The dataframe is very small, 1000 lines or less. When running the code directly on the same cluster the problem doesn't happen. When running it locally in a different conda environment with PySpark installed it also doesn't happen.
I saw this question and changed maxResultSize
as recommended. I tried both 10g and 0 (unlimited) to no avail.
I think it should have something to do with the Spark configuration on my local machine but other than maxResultSize
I haven't changed anything from the defaults installed by Databricks Connect. BTW, DB Connect is installed in a separate conda environment with no PySpark present, as per instructions. I've got Python 3.8.10 running on both my local machine and on the cluster and I've got the correct DB Connect version installed for my DBR.

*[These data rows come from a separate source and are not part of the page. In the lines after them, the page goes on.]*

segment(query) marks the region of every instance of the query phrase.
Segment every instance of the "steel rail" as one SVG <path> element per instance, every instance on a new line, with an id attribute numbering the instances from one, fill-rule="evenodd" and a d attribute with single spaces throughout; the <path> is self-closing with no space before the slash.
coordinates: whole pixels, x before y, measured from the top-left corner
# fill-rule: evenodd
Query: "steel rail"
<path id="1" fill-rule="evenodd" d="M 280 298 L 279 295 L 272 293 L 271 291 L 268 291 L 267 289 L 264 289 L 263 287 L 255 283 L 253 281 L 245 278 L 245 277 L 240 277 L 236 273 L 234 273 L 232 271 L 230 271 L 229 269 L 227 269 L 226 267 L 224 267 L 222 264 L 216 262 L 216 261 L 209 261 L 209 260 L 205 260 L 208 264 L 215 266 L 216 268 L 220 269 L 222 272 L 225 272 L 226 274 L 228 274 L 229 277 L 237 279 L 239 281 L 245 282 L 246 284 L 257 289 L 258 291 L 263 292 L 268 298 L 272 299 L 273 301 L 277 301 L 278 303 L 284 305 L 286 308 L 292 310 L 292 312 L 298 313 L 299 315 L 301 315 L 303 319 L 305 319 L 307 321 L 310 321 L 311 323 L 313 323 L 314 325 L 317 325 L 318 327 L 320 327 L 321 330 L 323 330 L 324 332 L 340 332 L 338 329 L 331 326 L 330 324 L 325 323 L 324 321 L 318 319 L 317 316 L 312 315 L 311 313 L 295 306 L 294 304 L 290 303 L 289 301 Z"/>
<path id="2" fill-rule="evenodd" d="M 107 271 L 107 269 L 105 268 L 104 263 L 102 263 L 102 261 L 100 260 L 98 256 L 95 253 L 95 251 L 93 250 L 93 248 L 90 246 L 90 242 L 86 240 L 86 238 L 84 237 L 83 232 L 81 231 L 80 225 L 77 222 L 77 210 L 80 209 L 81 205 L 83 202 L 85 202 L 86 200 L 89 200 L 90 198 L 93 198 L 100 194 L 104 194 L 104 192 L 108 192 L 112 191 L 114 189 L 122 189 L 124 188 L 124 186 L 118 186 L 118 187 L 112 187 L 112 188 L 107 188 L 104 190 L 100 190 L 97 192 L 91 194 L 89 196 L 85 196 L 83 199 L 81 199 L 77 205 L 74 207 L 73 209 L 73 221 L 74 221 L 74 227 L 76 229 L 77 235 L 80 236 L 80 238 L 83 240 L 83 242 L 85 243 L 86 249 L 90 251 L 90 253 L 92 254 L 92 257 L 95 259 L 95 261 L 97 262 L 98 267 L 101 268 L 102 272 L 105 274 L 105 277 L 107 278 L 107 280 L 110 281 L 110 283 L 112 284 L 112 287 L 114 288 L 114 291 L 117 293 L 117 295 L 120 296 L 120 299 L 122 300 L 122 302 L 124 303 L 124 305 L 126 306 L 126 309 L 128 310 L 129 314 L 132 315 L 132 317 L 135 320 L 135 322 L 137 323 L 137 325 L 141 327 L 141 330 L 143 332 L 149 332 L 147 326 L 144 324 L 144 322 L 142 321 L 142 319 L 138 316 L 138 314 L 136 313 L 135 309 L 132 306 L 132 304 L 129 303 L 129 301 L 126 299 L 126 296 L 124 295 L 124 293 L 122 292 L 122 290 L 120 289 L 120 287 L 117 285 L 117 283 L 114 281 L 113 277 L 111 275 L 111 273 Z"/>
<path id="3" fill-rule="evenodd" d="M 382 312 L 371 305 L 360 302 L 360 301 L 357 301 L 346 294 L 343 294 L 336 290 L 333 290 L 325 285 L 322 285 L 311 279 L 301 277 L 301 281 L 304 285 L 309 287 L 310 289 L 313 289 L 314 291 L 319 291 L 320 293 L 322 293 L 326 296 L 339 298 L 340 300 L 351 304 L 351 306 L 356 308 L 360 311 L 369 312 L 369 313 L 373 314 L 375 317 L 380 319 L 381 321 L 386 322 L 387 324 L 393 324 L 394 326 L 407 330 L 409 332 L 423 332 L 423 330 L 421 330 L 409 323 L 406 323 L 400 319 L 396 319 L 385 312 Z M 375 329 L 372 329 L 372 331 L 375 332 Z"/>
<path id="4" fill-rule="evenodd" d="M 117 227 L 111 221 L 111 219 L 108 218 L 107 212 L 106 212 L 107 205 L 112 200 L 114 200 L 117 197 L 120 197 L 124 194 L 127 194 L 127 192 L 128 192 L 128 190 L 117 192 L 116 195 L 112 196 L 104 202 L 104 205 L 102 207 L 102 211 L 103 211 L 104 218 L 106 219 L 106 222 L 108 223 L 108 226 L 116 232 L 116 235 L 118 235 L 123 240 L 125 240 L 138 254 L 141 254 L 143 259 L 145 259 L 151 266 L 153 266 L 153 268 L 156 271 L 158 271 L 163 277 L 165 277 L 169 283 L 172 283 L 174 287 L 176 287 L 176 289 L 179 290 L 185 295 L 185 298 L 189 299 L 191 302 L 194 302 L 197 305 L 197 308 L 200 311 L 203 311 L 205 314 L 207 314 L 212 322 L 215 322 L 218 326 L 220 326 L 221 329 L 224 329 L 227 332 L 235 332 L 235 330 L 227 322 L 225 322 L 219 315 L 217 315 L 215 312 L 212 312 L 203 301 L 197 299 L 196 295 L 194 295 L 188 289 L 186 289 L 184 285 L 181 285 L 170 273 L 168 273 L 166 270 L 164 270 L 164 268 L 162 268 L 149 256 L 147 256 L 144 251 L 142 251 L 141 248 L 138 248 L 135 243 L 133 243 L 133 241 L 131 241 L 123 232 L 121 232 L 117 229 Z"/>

Here is my Spark config if it's any help:
('spark.app.startTime', '1637931933606')
('spark.sql.catalogImplementation', 'in-memory')
('spark.driver.host', '192.168.0.36')
('spark.app.name', 'project')
('spark.executor.id', 'driver')
('spark.sql.extensions', 'io.delta.sql.DeltaSparkSessionExtension')
('spark.sql.warehouse.dir', 'file:/home/user/project/spark-warehouse')
('spark.rdd.compress', 'True')
('spark.app.id', 'local-1637931934443')
('spark.serializer.objectStreamReset', '100')
('spark.driver.maxResultSize', '0')
('spark.master', 'local[*]')
('spark.submit.pyFiles', '')
('spark.submit.deployMode', 'client')
('spark.ui.showConsoleProgress', 'true')
('spark.driver.port', '45897')
('spark.sql.catalog.spark_catalog', 'org.apache.spark.sql.delta.catalog.DeltaCatalog')
Thanks in advance for any input, I'm still pretty new to Spark and having DB Connect working properly would be a godsend.